There's actually a lot of other great technology news today so I'll be brief. This pretty little device is the GameBoy Micro and it's a lot smaller than it looks (think iPod Nano size). Ars Technica has a well-written review covering the most important points and the $100 price tag even tempts me to succumb to it. The Xbox 360 launch is sneaking up on us and the New York Times is finally pointing out what I've been saying all along: where are the games? Supposedly, journalists will get a closer look at some playables in the next couple of days so it had better be pretty damned good for Microsoft's sake. I'll give them props for coming up with single-use DVDs though, which could make services like Netflix even cheaper (and easer) and ease the movie industry's woes just a little. It looks like they're backing off from music though as they have ended licensing talks with some big labels because they were demanding too much in royalties. I don't know whether Microsoft is being cheap or the labels are getting greedy, but I don't think we need another online music service anyway. Lastly, Intel seems to be playing the reasonable role in the next-gen DVD war and only asks for mandatory managed copy from their Blu-ray camp to give them equal support, which means that you could copy content to your home servers if you wanted to, for example, watch something on-the-go. Now things are getting interesting.
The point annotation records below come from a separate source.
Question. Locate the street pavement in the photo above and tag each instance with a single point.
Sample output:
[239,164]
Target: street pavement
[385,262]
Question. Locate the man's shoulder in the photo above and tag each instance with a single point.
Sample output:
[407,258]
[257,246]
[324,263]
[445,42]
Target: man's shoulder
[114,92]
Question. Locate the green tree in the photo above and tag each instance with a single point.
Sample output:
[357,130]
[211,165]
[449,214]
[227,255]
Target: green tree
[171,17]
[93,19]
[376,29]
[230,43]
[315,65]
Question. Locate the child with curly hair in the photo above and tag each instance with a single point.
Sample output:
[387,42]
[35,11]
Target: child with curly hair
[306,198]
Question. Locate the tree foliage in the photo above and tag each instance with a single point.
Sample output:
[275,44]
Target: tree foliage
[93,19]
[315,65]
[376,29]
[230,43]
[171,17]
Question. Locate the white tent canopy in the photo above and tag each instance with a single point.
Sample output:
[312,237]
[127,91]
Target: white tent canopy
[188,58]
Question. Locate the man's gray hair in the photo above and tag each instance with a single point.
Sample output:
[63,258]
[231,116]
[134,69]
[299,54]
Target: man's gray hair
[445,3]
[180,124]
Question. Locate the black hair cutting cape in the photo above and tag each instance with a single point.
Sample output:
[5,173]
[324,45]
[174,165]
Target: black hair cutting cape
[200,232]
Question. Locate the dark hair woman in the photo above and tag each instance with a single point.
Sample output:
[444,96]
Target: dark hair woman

The only movie news today is stuff I'd usually skip over in favor of more important stuff, which is good because I have immensely stupid, tedious CS 310 homework to get back to. Peter Jackson is going to be producing Halo, so there may be hope for it yet. There are some good-looking pictures from Curious George over here. If you want to get an idea of what Wallace and Grommit will be like you can check out a bunch of clips here. And the last thing is really book news: Stephen King has released a more condensed (and cheaper) novel today called The Colorado Kid and apparently it's a mystery novel. At only $6 I wish I didn't already have four of his books already on my shelf that I haven't read yet.
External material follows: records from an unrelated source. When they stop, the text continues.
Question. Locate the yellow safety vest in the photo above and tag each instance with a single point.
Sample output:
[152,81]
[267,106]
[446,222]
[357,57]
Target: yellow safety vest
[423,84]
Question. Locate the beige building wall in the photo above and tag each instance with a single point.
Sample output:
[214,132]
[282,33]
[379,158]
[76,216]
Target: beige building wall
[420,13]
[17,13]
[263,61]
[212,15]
Now for a difficult Ten on Tuesday because I haven't been to the movies in a while:
10 Best Movies You've Seen Lately
10) The Village (I had low expectations at first)
9) Half Baked
8) Better Luck Tomorrow (rewatch)
7) Fight Club (rewatch)
6) Reservoir Dogs (rewatch)
5) Sin City
4) Wedding Crashers
3) Cinderella Man
2) Charlie and the Chocolate Factory
1) Batman Begins (duh)
It's a sad list because I've been too busy to watch the movies I really, really want to watch.